Everyday IPA (Brooklyn Brew Shop): My First Homebrew

Finally brewing my first all grain beer!

I bought my supplies from my local homebrew stores – Victors Grape Arbor and Southwest Grape and Grain and ordered my first all grain kit from Brooklyn Brew Shop. The kit came with all the grains mixed and ground, a packet of dry yeast, a packet of columbus hops and a packet of cascade hops. If you are interested in the recipe – or more small batch recipes, check out the book they sell.

kit

Everyday IPA Kit from Brooklyn Brew Shop

The hops had an amazing citrus aroma. I divided the cascade hops in to five batches that were added every 10-15 minutes.

hops

Pellet Hops

To start, I followed the instructions on the website. Heated 2 quarts of water to 160 and mashed at about 145. It seemed a bit thick. I think next time I will mash at 1.5 quarts of water per pound of grain (I think this was 1:1).

mashing

Checking the mash temperature.

After the hour, I poured the wort through a strainer and sparged with 4 quarts of 170 water.

sparging

Sparging. Using a strainer.

All the columbus hops hops went in at boil – and the aroma was carried away with the steam. The cascade went in at 5, 15, 30, 45 and 0. It looked and smelled like beer!

wort

My sweet, sweet wort!

I had a 10lb bag of ice in the sink to cool the wort. Took about 15 minutes to get it just under 70. I pitched the yeast and since my boil off was more than I expected, I didn’t use a blow off tube but just used the three piece airlock.

fermenting

Fermenting the first gallon.

Fermentation took off that night – only a few hours later. It has been in my closet for 2 weeks and I am bottling this weekend.

I will do a few things different – even if it comes out good.

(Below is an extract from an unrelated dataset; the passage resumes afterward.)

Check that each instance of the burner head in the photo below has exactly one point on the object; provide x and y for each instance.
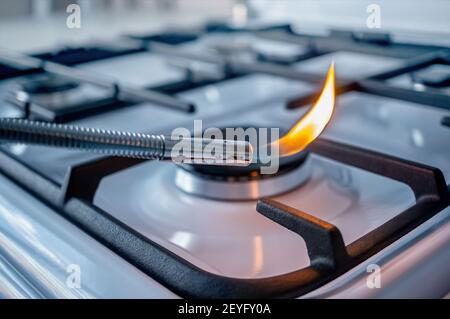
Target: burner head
(243, 182)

  1. Use more water to grain in the mash.
  2. Rehydrate the yeast – not a starter but in warm water like I do with bread baking.
  3. Maintain a lower and more even fermentation temperature.

Right now, I am assuming my mashing is fairly inefficient and I am not taking OG readings or PH. I am just practicing making beer – getting the techniques down and my workflow. As I progress, I will start worrying about hitting a target gravity and the PH of my water. For now, lets just have fun and brew!